Unsolved

This post is more than 5 years old

2 Intern

 • 

548 Posts

1801

August 8th, 2016 00:00

T610 upgrade issues

My T610 has 2x Dell supplied Nanya NT4GC72B8PB0NL-CG sticks which are 4GB dual rank DDR3 RDIMM's capable of running at 133MHz CL-9 timing. These RDIMM's were installed into my T610 by Dell and occupied slots A2 & A3. Only one CPU was installed by Dell, an e5605. The BIOS Memory Mode was set to "Advanced ECC". All this worked without issue of fuss.

I have since aquired 6 Hynix HMT151R7TFR4C-H9 sticks which are 4GB dual rank DDR3 RDIMM's capable of running at 1333Mhz with CL-9 timing.
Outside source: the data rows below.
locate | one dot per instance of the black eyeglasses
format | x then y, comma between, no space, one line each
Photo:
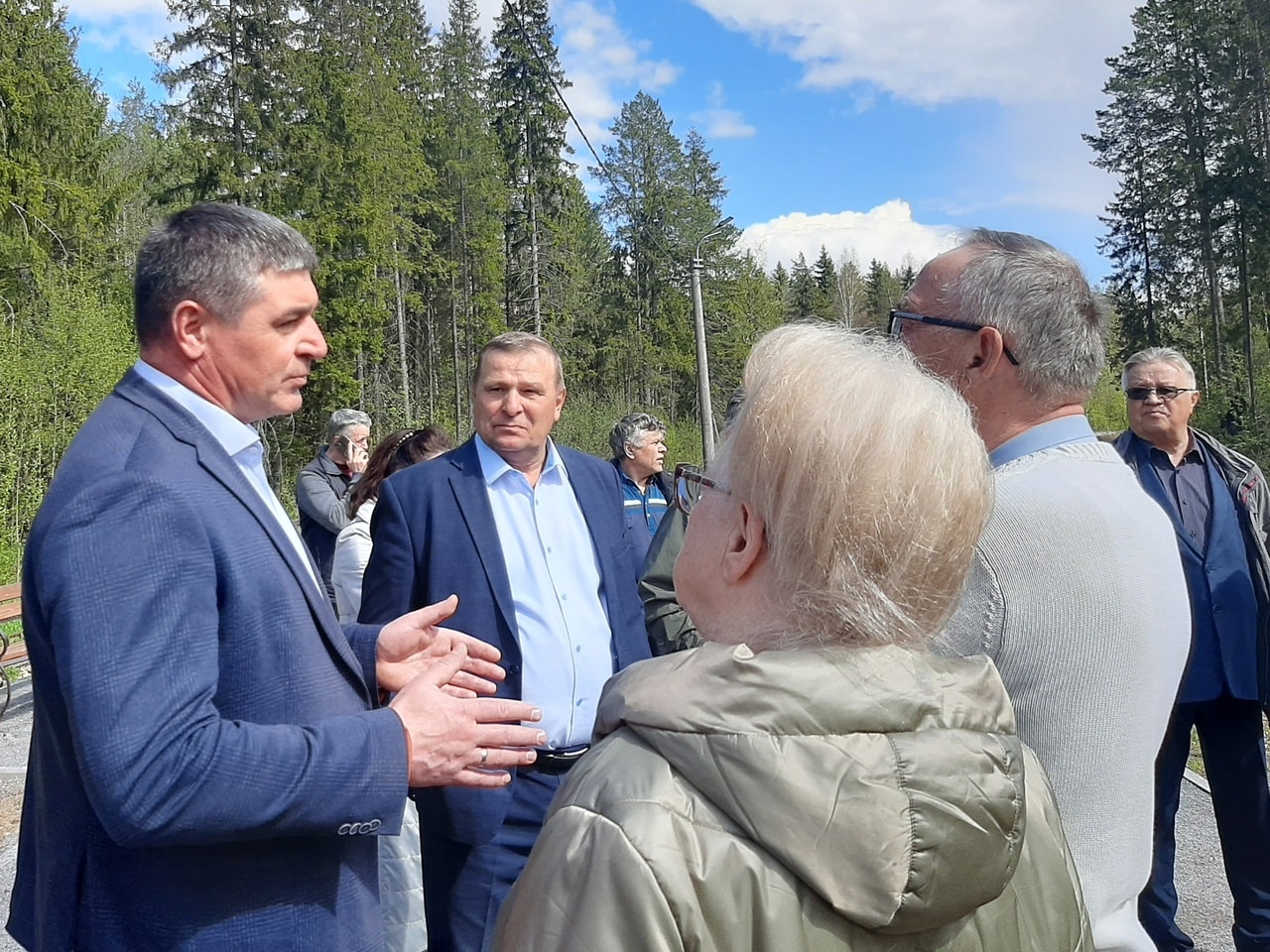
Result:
1162,393
689,483
897,316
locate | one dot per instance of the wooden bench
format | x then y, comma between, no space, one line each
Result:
10,654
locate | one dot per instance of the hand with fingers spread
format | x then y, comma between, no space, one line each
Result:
408,644
462,742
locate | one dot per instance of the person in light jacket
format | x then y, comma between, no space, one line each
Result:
400,862
812,777
395,452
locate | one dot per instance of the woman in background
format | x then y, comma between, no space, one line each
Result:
400,862
353,546
811,777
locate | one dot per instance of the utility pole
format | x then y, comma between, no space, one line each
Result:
698,321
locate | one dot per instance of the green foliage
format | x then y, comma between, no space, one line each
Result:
1189,230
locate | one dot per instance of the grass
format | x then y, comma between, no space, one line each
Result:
13,631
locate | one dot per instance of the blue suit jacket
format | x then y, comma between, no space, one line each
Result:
435,536
203,731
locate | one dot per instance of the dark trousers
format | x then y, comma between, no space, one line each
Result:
463,887
1230,740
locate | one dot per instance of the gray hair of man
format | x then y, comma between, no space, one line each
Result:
1157,354
213,254
343,420
634,429
517,341
870,479
1040,301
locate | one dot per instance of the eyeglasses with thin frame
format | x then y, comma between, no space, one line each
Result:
689,483
897,316
1165,394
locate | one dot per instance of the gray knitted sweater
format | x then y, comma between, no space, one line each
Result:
1078,594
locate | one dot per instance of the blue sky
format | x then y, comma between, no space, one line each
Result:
874,128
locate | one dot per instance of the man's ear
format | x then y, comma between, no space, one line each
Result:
989,353
190,329
747,544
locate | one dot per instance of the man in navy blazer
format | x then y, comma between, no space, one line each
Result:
532,539
208,762
1219,507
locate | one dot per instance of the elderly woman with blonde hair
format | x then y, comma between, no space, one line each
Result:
811,777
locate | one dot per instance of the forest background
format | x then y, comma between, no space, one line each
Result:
430,169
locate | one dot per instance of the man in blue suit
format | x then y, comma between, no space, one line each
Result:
532,539
1220,509
208,762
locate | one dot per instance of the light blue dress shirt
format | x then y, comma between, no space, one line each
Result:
1047,435
240,440
561,615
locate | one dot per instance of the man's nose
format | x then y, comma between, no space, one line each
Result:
314,343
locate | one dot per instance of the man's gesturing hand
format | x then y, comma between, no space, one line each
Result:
408,644
462,742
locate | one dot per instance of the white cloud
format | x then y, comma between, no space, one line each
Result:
931,51
887,232
603,64
720,122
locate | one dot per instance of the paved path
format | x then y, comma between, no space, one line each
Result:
1205,905
1206,902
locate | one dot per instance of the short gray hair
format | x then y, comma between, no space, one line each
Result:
1157,354
213,254
1040,301
633,428
517,341
344,420
873,485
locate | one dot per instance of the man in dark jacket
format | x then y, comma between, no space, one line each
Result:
638,442
1219,507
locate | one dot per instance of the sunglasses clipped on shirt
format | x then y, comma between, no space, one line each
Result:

And like a Bull at a gate, i simply removed theDell RDIMMS and slot blanks and installed the Samsung RDIMM's.

Doing this resulted in Configuration warnings and MEMTEST lane failure errors (associated with slots A1 & A4) and as a result i could only see 16GB of RAM. Changing BIOS Memory Mode from "Advanced ECC" to "Optimised Mode" removed the Configuration warnings but i still got MEMTEST failures.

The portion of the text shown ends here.